Less is More: Small(er) Data Compared to Big Data
Deepmind’s research and Stanford’s Alpaca model remind us that what’s really constraining the reasoning and output of these models is high-quality, curated training data. Founders and CTOs will likely balance cost, privacy, security, and performance alongside the usual headline improvements in accuracy and reasoning. There are benefits and risks to these two different models, and it’s up to enterprises to balance the cost/benefit analysis for themselves.
To understand the tradeoffs practitioners often evaluate, we summarized the pros and cons of open sources and proprietary models, which can be found in the table below.
Open-source models have many benefits. Because these models are self-hosted, you own the model, the data, and the entire ecosystem around it. It’s also much less expensive to run because of the fewer compute parameters needed to get the desired results.

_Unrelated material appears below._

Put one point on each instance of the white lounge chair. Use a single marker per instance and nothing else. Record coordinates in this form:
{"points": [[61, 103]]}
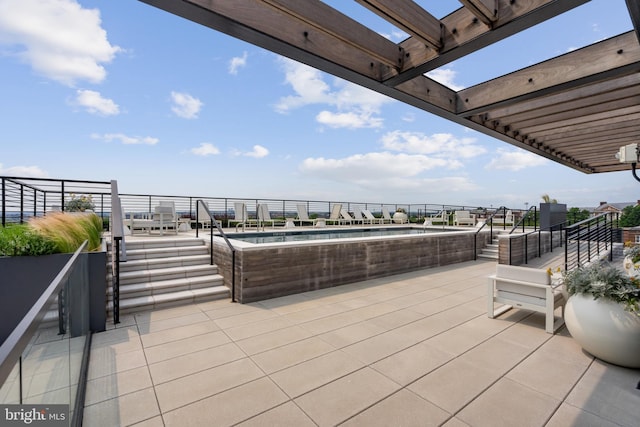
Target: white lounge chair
{"points": [[463, 218], [303, 215], [371, 218], [386, 216], [441, 217], [334, 217], [240, 216], [264, 216], [358, 216], [345, 217], [525, 288]]}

At the same time, the risk of open-source foundation models is the amount of high-quality labeled data needed to fine-tune. And getting the desired results may take time. Large proprietary models, like OpenAI’s GPT, can give you a good enough output with contextualized prompting and the time to value is much faster than with open-source models. Yet, integrating these models and the computing power needed to run them can be expensive. As these models get more complex, the latency and costs increase.
Finally (and potentially most importantly), a risk of proprietary models is that you’re at the mercy of the foundation model provider’s terms of use, which could lead to data privacy concerns.
Foundation Model Innovation is Not Binary
We’re heading into a world where everyone has access to these models, and enterprises and individuals alike will get tons of value from them. It’s up to enterprises to decide not only how they’ll create the next industry-disrupting technology using proprietary or open-source models but also how they’ll tweak them in a way that gives them better results for their specific use case. This kind of innovation isn’t a binary approach: open-source and proprietary models can work harmoniously.
For example, Klarity uses a combination of optical character recognition (OCR) tools, BERT, and other models to turn contracts into machine-readable corpuses of data. They then use GPT-4 to extract and understand contracts through 0 and k-shot learning. The space is evolving at a blistering pace, and we’re excited to see what developers, entrepreneurs, and machine learning engineers flock to in the coming months.
Despite whatever media hype cycle exists about large proprietary models, they aren’t always the panacea that we infer them to be. For many entrepreneurs building the next great company, the technical reality is often a mix of models of different sizes. These two realities can coexist — it’s just a matter of how companies use them.